In a similar fashion, our investigations into AI models must not stop at uncovering what’s within the black box (AI models), but look beyond and place the model within its social context. But to do so, we do indeed still require transparency into the inner workings of our AI models in order to render their behavior expectable and explicable. Therefore, a more holistic approach to constructing XAI explanatory products may be necessary by incorporating methods from multiple categories within the proposed taxonomy.

6.2 Ratiocinative AI

The second long-term recommendation is to identify an additional direction XAI can take that is somewhat distinct from the any of the categories defined in the proposed taxonomy: bake into AI models an awareness of its internal processes. In Rosenberg’s critical take on connectionism, Connectionism and Cognition, he argues that the “mere exercise of a discrimination capacity, however complex, is not yet an example of cognition” [30] and identifies connectionist networks (neural networks) as only capable of mere discrimination by following certain rules. In addition to being rule-conforming (rational), Rosenberg argues in his paper that for truly cognizant systems, they should be rule-aware (ratiocinative) as well. Just so, I believe that for us to eventually develop tools that enable fruitful dialogue between humans and our AI models, we would come to imbue our AI models with an awareness of its internal processes.

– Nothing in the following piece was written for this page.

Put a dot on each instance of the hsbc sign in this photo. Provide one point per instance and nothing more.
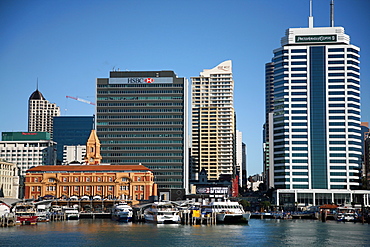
(140, 80)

What this awareness should be and how it can be implemented is currently unclear. XAI can contribute by not only identifying points of intervention, but eventually allowing us to reflexively surface these interventions back to the AI to develop truly intelligent, ratiocinative systems. Furthermore, present research in Reinforcement Learning agents also paints a promising path for us to achieve this goal. Building on top of its previous successes, DeepMind’s recent MuZero agent is able to learn both the rules surrounding permissible actions within its environment as well as an optimal policy to act within this environment [32]. MuZero’s awareness of internal rules and policies learned through interacting with the environment is built upon similarly opaque deep neural networks. However, the levels at which we can direct it questions and extract explanations appear to be broader than most other current AI models.

6.3 On Firmer Grounds

In closing, the categorization of many present XAI methods as ‘Diagnostics’ and admitting a plurality of explanations, thus noting the insufficiency of any single type of explanation, may be viewed as taking a step back. However, by taking this step back to reign in and clarify some of the expectations we have for present XAI methods, we stand on firmer grounds to take the next leap forward in XAI to produce holistic explanations and ensure the responsible usage of AI in society.